A partir de ese diagnóstico, subrayó la urgencia de adoptar las iniciativas este año y recordó que los Tratados permiten recurrir a la cooperación reforzada, un mecanismo que autoriza a un grupo de Estados miembros a avanzar sin unanimidad, abriendo la puerta a una integración a distintas velocidades si no se alcanza un acuerdo entre los Veintisiete.
Apuesta por la «preferencia europea» para impulsar la competitividad
En paralelo, Von der Leyen ha defendido el refuerzo de la base productiva europea como pilar de la autonomía estratégica del bloque, reiterando que «una Europa competitiva solo puede ser una Europa independiente», en un contexto donde «las dependencias corren el riesgo de convertirse en armas de coerción».
«En sectores estratégicos, la preferencia europea es un instrumento necesario que contribuirá a reforzar la base productiva propia de Europa. Puede ayudar a crear mercados líderes en esos sectores y apoyar la ampliación de las capacidades de producción europeas», afirmó.

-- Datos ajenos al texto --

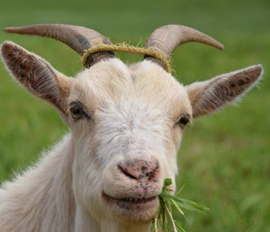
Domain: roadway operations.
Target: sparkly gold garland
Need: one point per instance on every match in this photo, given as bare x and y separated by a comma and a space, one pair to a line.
128, 49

Sin embargo, matizó que se trata de un camino delicado y que «no existe una solución única para todos», resaltando la importancia de que cualquier iniciativa se base en un análisis económico sólido y respete las obligaciones internacionales de la Unión.

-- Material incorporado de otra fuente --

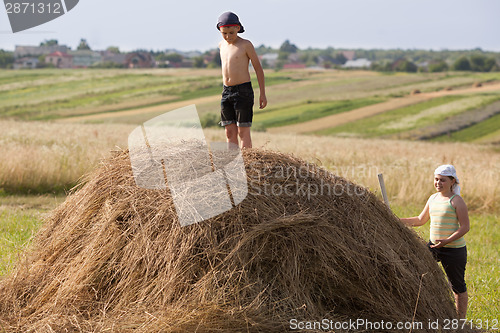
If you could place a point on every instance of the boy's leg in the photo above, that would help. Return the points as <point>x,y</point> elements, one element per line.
<point>245,137</point>
<point>461,302</point>
<point>232,133</point>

Además, vinculó esta estrategia con la necesidad de reducir vulnerabilidades en cadenas de valor críticas y de consolidar sectores clave, desde las tecnologías limpias hasta la industria avanzada, reforzando la competitividad sin renunciar a la apertura comercial.
En este contexto, insistió en eliminar «los cuellos de botella de las cadenas de valor más estratégicas», defendiendo que esto se puede lograr «aumentando la producción en Europa y ampliando nuestra red de socios fiables». «Debemos centrarnos en abrir oportunidades de crecimiento y nuevos mercados para nuestras empresas. Necesitamos más comercio basado en normas, fiable y con socios afines», añadió.
Von der Leyen recordó que en 2025 la Unión cerró acuerdos comerciales con México, Indonesia y Suiza, así como el pacto con Mercosur tras 25 años de negociaciones y el acuerdo con India, que ha calificado como «el mayor acuerdo de libre comercio jamás alcanzado».
Según explicó, estos pactos no solo suponen «un soplo de aire fresco para los exportadores europeos», sino que también permitirán crear cadenas de suministro alternativas en sectores estratégicos, «desde los chips hasta las tecnologías limpias».
Una Europa más asequible
Más allá del comercio y la industria, Von der Leyen vinculó la competitividad con la reducción de costes energéticos, defendiendo la necesidad de completar la Unión Energética para hacer Europa «más asequible para todos», advirtiendo que los precios siguen siendo «demasiado altos y volátiles».
«Los datos son claros», afirmó, recordando que en 2025 la electricidad generada con gas costó de media más de 100 euros por megavatio hora, frente a los 34 euros de la energía solar y entre 50 y 60 euros de la nuclear.
La presidenta abogó por las energías bajas en carbono, que son «autóctonas y limpias», y que ofrecen «más independencia, más seguridad y reducen los costes», por lo que insistió en acelerar las inversiones en este ámbito.
Para conseguirlo, promovió el desarrollo de infraestructuras que completen una auténtica Unión Energética, recordando la presentación del paquete europeo de redes eléctricas para acelerar permisos y construir «autopistas energéticas» que faciliten el flujo de energía limpia entre Estados miembros.
Finalmente, Von der Leyen subrayó la necesidad de simplificar el marco regulatorio y reducir cargas administrativas, mencionando que las empresas europeas gastan «casi tanto en burocracia como en investigación y desarrollo».
Si se quiere reforzar la competitividad, concluyó, es necesario avanzar en una «profunda limpieza regulatoria en todos los niveles» y garantizar rapidez en la aplicación de las reformas, porque «lo que importa ahora es la rapidez» y este es «el momento de la unidad y de la urgencia».